12. A method, comprising: receiving a first audio signal that represents a decompressed second audio signal; identifying, from the first audio signal, an audio compression configuration used to compress a third audio signal to form the second audio signal; applying a windowed sliding transform to the first audio signal to identify an audio compression configuration used to compress a third audio signal to form the second audio signal, wherein the applying the windowed sliding transform includes multiplying a vector including a first frequency-domain representation and a matrix including a third frequency-domain representation; identifying a coding format based on the identified audio compression configuration; and identifying a source of the second audio signal based on the identified audio compression configuration.

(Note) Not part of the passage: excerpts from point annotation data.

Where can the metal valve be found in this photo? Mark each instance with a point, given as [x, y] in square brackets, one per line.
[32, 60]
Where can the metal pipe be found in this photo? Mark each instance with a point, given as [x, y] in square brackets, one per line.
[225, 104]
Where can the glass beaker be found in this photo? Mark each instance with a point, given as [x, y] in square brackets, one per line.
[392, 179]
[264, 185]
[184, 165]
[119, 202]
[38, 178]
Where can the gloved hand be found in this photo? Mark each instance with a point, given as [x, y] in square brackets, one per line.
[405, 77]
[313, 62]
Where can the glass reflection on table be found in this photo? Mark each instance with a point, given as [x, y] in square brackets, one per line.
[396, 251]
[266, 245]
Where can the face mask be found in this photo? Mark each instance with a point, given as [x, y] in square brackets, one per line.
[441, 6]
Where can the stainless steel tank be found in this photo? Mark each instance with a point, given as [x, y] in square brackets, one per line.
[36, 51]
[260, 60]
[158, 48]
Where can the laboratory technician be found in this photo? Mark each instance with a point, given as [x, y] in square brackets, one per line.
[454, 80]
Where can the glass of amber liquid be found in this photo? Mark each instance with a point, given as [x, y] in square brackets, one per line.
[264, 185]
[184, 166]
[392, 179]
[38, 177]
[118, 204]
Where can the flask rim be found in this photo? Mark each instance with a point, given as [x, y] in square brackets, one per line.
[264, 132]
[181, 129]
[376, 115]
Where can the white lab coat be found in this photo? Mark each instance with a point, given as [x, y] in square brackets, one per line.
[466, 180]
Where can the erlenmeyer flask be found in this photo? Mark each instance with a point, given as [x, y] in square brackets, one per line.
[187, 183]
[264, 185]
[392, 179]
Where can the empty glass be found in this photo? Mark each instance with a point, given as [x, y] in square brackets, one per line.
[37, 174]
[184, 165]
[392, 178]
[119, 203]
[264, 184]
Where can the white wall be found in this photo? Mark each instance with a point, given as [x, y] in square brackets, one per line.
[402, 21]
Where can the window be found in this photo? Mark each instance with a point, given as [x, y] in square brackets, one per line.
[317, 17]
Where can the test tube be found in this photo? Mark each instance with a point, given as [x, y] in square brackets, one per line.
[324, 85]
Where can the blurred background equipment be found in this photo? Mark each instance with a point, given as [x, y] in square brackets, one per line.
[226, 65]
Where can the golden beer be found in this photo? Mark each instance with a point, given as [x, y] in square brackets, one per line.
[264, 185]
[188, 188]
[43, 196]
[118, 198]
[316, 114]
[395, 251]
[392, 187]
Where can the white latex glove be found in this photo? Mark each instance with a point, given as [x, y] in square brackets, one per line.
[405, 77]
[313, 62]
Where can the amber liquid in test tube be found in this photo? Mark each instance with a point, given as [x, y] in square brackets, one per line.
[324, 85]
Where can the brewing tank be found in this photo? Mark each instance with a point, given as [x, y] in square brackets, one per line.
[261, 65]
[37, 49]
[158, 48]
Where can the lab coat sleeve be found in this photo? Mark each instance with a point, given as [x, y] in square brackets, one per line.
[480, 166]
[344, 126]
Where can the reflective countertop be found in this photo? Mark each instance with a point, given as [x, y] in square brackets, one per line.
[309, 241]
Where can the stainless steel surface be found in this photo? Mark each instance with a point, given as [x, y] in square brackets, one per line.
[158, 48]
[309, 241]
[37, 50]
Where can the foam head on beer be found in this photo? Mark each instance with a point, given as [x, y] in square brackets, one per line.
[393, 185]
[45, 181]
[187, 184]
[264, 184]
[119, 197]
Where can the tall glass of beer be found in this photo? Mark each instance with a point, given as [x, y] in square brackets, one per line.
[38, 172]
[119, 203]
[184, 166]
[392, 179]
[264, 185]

13. The method of claim 12 , wherein applying the windowed sliding transform includes: transforming a first block of time-domain samples of an input signal into a first frequency-domain representation based on a second frequency-domain representation of a second block of time-domain samples of the input signal; and applying a third frequency-domain representation of a time-domain window function to the first frequency-domain representation.

14. The method of claim 13 , wherein the applying the third frequency-domain representation of a time-domain window function to the first frequency-domain representation includes multiplying a vector and a matrix.

15. The method of claim 14 , further including transforming the time-domain window function to the third frequency-domain representation.

16. The method of claim 15 , wherein transforming the first block of time-domain into the first frequency-domain representation includes computing a sliding discrete Fourier transform.

17. A non-transitory computer-readable storage medium comprising instructions that, when executed, cause a machine to at least: receive a first audio signal that represents a decompressed second audio signal; identify, from the first audio signal, an audio compression configuration used to compress a third audio signal to form the second audio signal; apply a windowed sliding transform to the first audio signal to identify an audio compression configuration used to compress a third audio signal to form the second audio signal, wherein the windowed sliding transform is to multiply a vector including a first frequency-domain representation and a matrix including a third frequency-domain representation; identify a coding format based on the identified audio compression configuration; and identify a source of the second audio signal based on the identified audio compression configuration.

18. The non-transitory computer-readable storage medium of claim 17 , wherein the instructions, when executed, cause the machine to: transform a first block of time-domain samples of an input signal into a first frequency-domain representation based on a second frequency-domain representation of a second block of time-domain samples of the input signal; and applying a third frequency-domain representation of a time-domain window function to the first frequency-domain representation.

19. The non-transitory computer-readable storage medium of claim 18 , wherein the instructions, when executed, cause the machine to transform the first block of time-domain into the first frequency-domain representation by computing a sliding discrete Fourier transform.